Friday, September 9, 2011

Just What The Doctor Ordered



I thought going to the grocery store was the most aggravating experience in Bakersfield.

Then again, I hadn't yet experienced the drug store.

In all the time we've been here, I had yet to have to have a prescription filled. It's not because I'm in particularly good health. It's because my insurance is so shitty I couldn't afford to discover whether I was in good health or not. And once I finally went to the doctor, the answer came back "not". I was diagnosed with extremely high blood pressure. No doubt from dealing with the morons in this town. So off I went to the neighborhood pharmacy.

The letters on the outside of the building may read "C.V.S." but make no mistake, what you're going to be dealing with is "A.D.H.D."

I have never seen a more scatterbrained group of people in my life.

And they were all behind the counter!

Dispensing drugs!

I suppose that's one way to thin the herd.

When I dropped the prescription off, a nurse-ish lady greeted me warmly at the counter...

"Helloooo..... how can I help you?"

I started to explain I needed a prescription filled when suddenly a page came over the sound system.

All of a sudden she started looking up at the ceiling, as if she didn't know where the voice was coming from, her head darting around like a chicken. The page ended and she looked back at me...

"Helloooo..... how can I help you?"

It was if she had forgotten we had already done this and she was greeting me for the first time.

I dropped it off and hoped for the best. The next morning I received an automated call informing me the prescription was ready for pick-up. I schlepped to the store and went to counter and when I said I was there to pick it up, a different woman informed me it wasn't ready.

But they had called, I explained.

She looked puzzled. Actually, she looked lost.

"I'm very sorry, but it isn't ready. Come back around 2."

So four hours later, at 2 on the dot, I showed back up wearing the same clothes I had worn that morning. The same woman greeted me at the counter. She didn't recognize me. She then informed me it still wasn't filled.

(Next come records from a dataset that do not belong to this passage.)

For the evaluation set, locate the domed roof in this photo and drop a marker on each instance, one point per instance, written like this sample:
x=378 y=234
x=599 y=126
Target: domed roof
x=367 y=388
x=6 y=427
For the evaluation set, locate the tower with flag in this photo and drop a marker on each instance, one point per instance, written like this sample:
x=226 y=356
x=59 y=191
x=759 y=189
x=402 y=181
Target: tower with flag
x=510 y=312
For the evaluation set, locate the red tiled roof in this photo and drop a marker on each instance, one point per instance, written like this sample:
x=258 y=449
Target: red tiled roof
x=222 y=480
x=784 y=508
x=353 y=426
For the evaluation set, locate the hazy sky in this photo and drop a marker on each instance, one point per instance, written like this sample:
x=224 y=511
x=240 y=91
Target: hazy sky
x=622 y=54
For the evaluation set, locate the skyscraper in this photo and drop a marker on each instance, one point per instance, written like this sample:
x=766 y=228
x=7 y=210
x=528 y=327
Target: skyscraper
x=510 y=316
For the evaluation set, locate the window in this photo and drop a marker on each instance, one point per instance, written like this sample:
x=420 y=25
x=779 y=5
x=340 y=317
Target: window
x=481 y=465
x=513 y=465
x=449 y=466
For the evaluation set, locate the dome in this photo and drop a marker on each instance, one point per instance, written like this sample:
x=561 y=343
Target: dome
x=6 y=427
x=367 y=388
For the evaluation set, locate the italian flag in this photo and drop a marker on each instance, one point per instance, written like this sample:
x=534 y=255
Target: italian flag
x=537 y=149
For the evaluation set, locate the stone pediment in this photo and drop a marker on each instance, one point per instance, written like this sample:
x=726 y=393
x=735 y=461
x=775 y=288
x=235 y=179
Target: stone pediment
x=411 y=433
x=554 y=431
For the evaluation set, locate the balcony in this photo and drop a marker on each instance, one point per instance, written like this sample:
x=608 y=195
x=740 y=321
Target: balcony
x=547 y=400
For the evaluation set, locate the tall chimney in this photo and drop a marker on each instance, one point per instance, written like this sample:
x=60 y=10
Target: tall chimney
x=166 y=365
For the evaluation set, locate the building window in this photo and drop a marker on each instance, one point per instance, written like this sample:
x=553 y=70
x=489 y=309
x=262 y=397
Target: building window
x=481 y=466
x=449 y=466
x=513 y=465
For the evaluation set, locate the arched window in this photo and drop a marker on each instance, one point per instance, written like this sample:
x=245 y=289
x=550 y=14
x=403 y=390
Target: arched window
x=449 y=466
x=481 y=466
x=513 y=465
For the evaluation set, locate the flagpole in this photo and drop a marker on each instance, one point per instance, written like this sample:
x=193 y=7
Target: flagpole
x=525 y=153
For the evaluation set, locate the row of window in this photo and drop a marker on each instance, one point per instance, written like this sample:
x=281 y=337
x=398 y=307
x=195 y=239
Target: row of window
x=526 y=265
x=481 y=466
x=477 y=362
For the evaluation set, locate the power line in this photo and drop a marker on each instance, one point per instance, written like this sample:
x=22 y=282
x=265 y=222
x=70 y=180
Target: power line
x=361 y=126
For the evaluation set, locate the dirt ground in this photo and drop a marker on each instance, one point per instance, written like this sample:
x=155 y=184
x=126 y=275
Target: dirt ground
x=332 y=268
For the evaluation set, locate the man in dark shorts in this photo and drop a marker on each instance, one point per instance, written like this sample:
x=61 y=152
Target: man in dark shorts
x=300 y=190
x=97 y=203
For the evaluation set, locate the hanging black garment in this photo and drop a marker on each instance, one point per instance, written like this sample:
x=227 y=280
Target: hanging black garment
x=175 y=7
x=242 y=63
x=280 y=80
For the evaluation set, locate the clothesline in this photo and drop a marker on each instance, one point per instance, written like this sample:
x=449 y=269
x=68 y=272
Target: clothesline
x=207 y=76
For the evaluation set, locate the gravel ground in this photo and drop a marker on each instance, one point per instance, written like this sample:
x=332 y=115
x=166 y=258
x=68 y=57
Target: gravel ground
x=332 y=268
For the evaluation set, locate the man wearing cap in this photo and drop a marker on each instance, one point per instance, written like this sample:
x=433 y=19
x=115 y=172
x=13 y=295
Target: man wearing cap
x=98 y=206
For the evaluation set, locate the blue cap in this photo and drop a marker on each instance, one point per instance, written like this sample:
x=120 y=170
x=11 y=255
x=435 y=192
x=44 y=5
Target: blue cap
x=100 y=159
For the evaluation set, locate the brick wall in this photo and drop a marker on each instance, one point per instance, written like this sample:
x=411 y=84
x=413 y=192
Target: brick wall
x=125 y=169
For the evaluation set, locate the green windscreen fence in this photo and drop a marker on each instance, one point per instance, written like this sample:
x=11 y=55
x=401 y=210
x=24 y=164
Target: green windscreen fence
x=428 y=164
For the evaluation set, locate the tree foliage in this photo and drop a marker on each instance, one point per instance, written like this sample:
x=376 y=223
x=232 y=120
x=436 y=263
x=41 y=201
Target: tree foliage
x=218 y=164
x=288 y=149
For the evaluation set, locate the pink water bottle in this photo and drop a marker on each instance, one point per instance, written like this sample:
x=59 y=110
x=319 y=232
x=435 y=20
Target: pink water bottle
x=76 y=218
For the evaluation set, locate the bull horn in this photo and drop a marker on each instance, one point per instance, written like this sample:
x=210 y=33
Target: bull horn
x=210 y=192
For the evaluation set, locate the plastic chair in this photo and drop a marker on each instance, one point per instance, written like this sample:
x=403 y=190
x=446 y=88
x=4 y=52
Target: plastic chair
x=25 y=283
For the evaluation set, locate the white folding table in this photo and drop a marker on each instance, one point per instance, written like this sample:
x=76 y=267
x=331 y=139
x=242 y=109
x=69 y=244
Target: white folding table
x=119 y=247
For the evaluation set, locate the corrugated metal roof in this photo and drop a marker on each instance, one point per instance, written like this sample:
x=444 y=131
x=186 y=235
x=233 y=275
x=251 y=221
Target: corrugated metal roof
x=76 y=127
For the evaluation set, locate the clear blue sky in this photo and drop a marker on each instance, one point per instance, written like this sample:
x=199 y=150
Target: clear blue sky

"Who told you it would be ready at 2? she asked.

"You did" I replied.

Hmmm. This really threw her for a loop. I thought her head might explode.

She told me I could wait, it would just be 10 or 15 minutes, so I took a seat nearby. And watched.

It really was like watching chickens. The whole staff just seemed to bounce around from place to place with no purpose and every time the phone rang or a page came over the speakers it just drove them to distraction.

Finally, after 15 minutes I went back to the counter. It was lady Lady #1.

"Helloooo..... how can I help you?"

Oy vey.

I told her they had just filled prescription for me and gave her my last name. The filled prescriptions are on a large rack three paces off to the side. By the time she had gotten there, she had forgotten my name.

"I'm sorry... what was your name again?"

I told her again and just for good measure I spelled it out.

She started rifling through the bags of drugs, seemingly lost.

After a few moments I was wondering what the hold up was and it was only then I noticed she was at the wrong end of the alphabet for my name.

"Excuse me" I said.

Up popped her little chicken head...

"Helloooo..... how can I help you?"

I reminded her that she was in fact "helping" me as we spoke. She was looking for my drugs, and she was doing it in the wrong place. I spelled my name, yet again, but another page came from on high and she lost her train of thought. Actually, it derailed.

Eventually, she found my drugs. I had been in the store 40 minutes.

When I got home, I did the only prudent thing. I looked up a photo of the pills online to see if it matched what I had actually been given.

you can never be too careful with these people.